Tuesday, December 06, 2022

"And" Means "And" (Or does it mean or?) -- UPDATE

 By John R. Byrne

"And" means "and," it turns out. That's the holding of the Eleventh Circuit after en banc review in United States v. Garcon, Case No. 19-14650. Judge Pryor wrote the majority opinion, framing the question presented as such:

  • The question presented in this appeal of a grant of safety valve relief is whether, in the First Step Act, the word “and” means “and.” The Act empowers a court to grant a criminal    defendant relief from a mandatory minimum sentence, but that relief is available only if “the defendant does not have” “more than 4 criminal history points,” “a prior 3-point offense[,] . . . and . . . a prior 2-point violent offense.” 18 U.S.C. § 3553(f )(1)             

The Court answered that question "yes," holding that a defendant has to check every box to lose eligibility.
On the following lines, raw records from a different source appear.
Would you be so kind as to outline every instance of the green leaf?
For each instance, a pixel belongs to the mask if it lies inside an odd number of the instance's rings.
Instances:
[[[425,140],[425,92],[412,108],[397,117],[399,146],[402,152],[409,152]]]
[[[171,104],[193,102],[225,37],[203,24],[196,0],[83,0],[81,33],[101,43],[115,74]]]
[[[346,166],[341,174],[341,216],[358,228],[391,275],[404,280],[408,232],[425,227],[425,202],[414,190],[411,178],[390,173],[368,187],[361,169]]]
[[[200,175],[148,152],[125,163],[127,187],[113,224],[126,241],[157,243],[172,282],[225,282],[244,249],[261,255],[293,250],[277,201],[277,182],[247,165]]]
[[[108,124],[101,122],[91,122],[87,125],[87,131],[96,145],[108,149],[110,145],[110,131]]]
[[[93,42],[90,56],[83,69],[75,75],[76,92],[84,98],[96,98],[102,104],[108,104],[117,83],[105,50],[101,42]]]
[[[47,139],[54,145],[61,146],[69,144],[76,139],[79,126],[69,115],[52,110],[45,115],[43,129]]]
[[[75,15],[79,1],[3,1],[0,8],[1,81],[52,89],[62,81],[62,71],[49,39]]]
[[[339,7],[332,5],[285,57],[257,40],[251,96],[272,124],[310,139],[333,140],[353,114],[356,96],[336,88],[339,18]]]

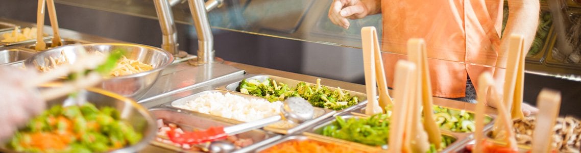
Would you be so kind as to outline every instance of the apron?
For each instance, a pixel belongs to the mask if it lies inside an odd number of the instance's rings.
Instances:
[[[476,78],[483,72],[492,73],[498,59],[503,2],[382,1],[382,57],[388,86],[393,85],[393,65],[407,59],[407,40],[421,38],[427,46],[434,96],[464,97],[467,75],[478,89]]]

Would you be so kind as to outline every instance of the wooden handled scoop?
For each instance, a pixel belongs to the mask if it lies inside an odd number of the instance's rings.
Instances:
[[[541,109],[537,114],[537,124],[533,132],[532,152],[550,152],[552,136],[561,107],[561,93],[543,89],[537,98]]]
[[[511,35],[507,61],[506,76],[504,79],[503,99],[507,109],[510,111],[512,119],[524,117],[521,105],[522,104],[525,80],[525,39],[522,35]]]
[[[55,9],[55,0],[46,0],[46,8],[48,9],[48,17],[51,19],[51,27],[52,27],[52,48],[62,45],[60,42],[60,36],[59,34],[59,22],[56,20],[56,10]]]
[[[404,60],[398,61],[396,64],[395,78],[394,78],[394,97],[400,103],[393,104],[391,121],[389,125],[389,139],[388,152],[401,152],[403,150],[409,151],[408,140],[405,137],[408,136],[411,126],[408,119],[410,112],[410,105],[413,98],[410,92],[413,90],[407,90],[408,88],[415,88],[417,75],[415,64]],[[402,141],[403,140],[403,141]]]
[[[417,67],[417,100],[421,101],[418,105],[423,107],[424,128],[428,132],[430,143],[436,145],[436,149],[441,148],[442,134],[439,126],[436,123],[433,115],[433,101],[432,99],[432,84],[430,81],[429,68],[428,65],[428,53],[424,39],[412,38],[407,41],[408,60],[415,63]]]
[[[476,116],[475,120],[476,122],[476,130],[474,132],[474,152],[484,152],[484,148],[482,143],[484,142],[484,118],[486,116],[486,95],[488,89],[490,86],[494,85],[494,79],[490,73],[486,72],[482,73],[478,78],[478,86],[477,100],[478,101],[476,105]]]
[[[383,109],[388,105],[393,104],[393,101],[388,93],[383,63],[381,58],[379,42],[378,41],[375,27],[365,27],[361,28],[361,42],[367,90],[365,114],[372,115],[383,112]],[[375,97],[376,82],[379,84],[379,101],[376,101]]]
[[[44,32],[42,32],[44,28],[44,5],[45,0],[38,0],[38,8],[37,9],[37,42],[36,50],[42,50],[46,48],[46,44],[44,43]]]

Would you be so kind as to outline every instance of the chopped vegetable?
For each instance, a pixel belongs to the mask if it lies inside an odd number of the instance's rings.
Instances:
[[[436,123],[440,129],[455,132],[474,132],[476,125],[474,114],[464,110],[448,109],[440,106],[433,107]],[[485,123],[490,122],[490,117],[485,118]]]
[[[293,88],[282,82],[275,84],[276,82],[271,79],[261,82],[257,79],[243,79],[236,91],[265,98],[271,102],[300,96],[309,101],[313,106],[333,110],[341,110],[358,103],[357,96],[352,96],[348,92],[340,88],[332,90],[321,86],[320,79],[317,80],[317,85],[309,86],[301,82]]]
[[[108,113],[107,113],[108,112]],[[18,131],[8,148],[20,152],[107,152],[137,143],[141,133],[114,108],[54,106]]]
[[[182,149],[191,151],[204,151],[205,148],[202,148],[199,147],[200,146],[204,145],[194,145],[190,143],[184,143],[183,142],[174,142],[170,140],[170,135],[172,134],[182,134],[185,133],[189,133],[189,132],[186,132],[181,129],[179,126],[174,123],[166,123],[164,122],[163,120],[162,119],[157,119],[157,126],[159,128],[157,129],[157,137],[156,138],[156,140],[163,143],[170,144],[172,145],[175,145],[178,147],[181,147]],[[208,130],[211,130],[213,128],[210,128],[210,129]],[[194,130],[195,132],[196,130]],[[224,137],[223,138],[220,138],[220,139],[225,139],[232,143],[236,146],[237,149],[239,149],[246,146],[252,145],[254,143],[252,139],[243,139],[239,138],[236,136],[229,136],[227,137]],[[213,140],[214,141],[214,140]],[[206,143],[210,143],[210,142],[206,142]]]
[[[292,140],[285,141],[273,146],[266,150],[260,151],[261,153],[281,152],[281,153],[300,153],[300,152],[365,152],[355,150],[349,146],[339,145],[337,144],[322,143],[320,141],[307,140]]]
[[[351,118],[347,121],[338,116],[335,121],[323,128],[320,134],[369,145],[381,146],[388,144],[389,126],[389,116],[385,114],[376,114],[368,118]],[[440,145],[442,148],[454,141],[446,136],[442,137],[442,140]]]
Because Garcon did not (he had a prior 3-point offense but did not have a prior 2-point violent offense or more than 4 criminal history points) he was eligible, as Judge Cohn had held at the district court level. 


The Court's reasoning for its ruling? "And" is "conjunctive." Seems straightforward, right? Not to dissenting Judges Jordan, Branch, Grant, and Brasher. All endorsed a disjunctive reading of "and." It's hard to do justice to the reasoning of both sides, so the opinion is worth a read, if anything to re-familiarize yourself with the various canons of statutory construction, which get a lot of attention (even the "absurdity canon")! Very interesting lineup of dissenters and this is Judge Pryor's second opinion for the en banc Court in favor of a criminal defendant (he penned the Corrine Brown opinion).


The practical takeaway? A lot more defendants will now be eligible for safety valve relief. Opinion below.



UPDATE by DOM: Thanks for the great post, John. I had to jump in and congratulate the Federal Defender's Office for this big win. It's not every day that you get an en banc ruling for a criminal defendant.  The case was handled by AFPDs Tracy Dreispul and Brenda Bryn.  Wonderful.



Opinion by John Byrne on Scribd

3 comments:

Anonymous said...

Surprised you didn’t
mention this was a FPD case. Congrats Tracy and Brenda!

Anonymous said...

If the statute is as muddy and poorly written as this opinion, its concurrences, and its dissents would have us believe, why not call it unconstitutionally vague, and basically kick it back to congress to fix. I suspect that's what the founders would have had in mind.

Anonymous said...

Also, what a funny state of affairs. The 9th and 11th Circuits standing together/alone in a split against three other Circuits.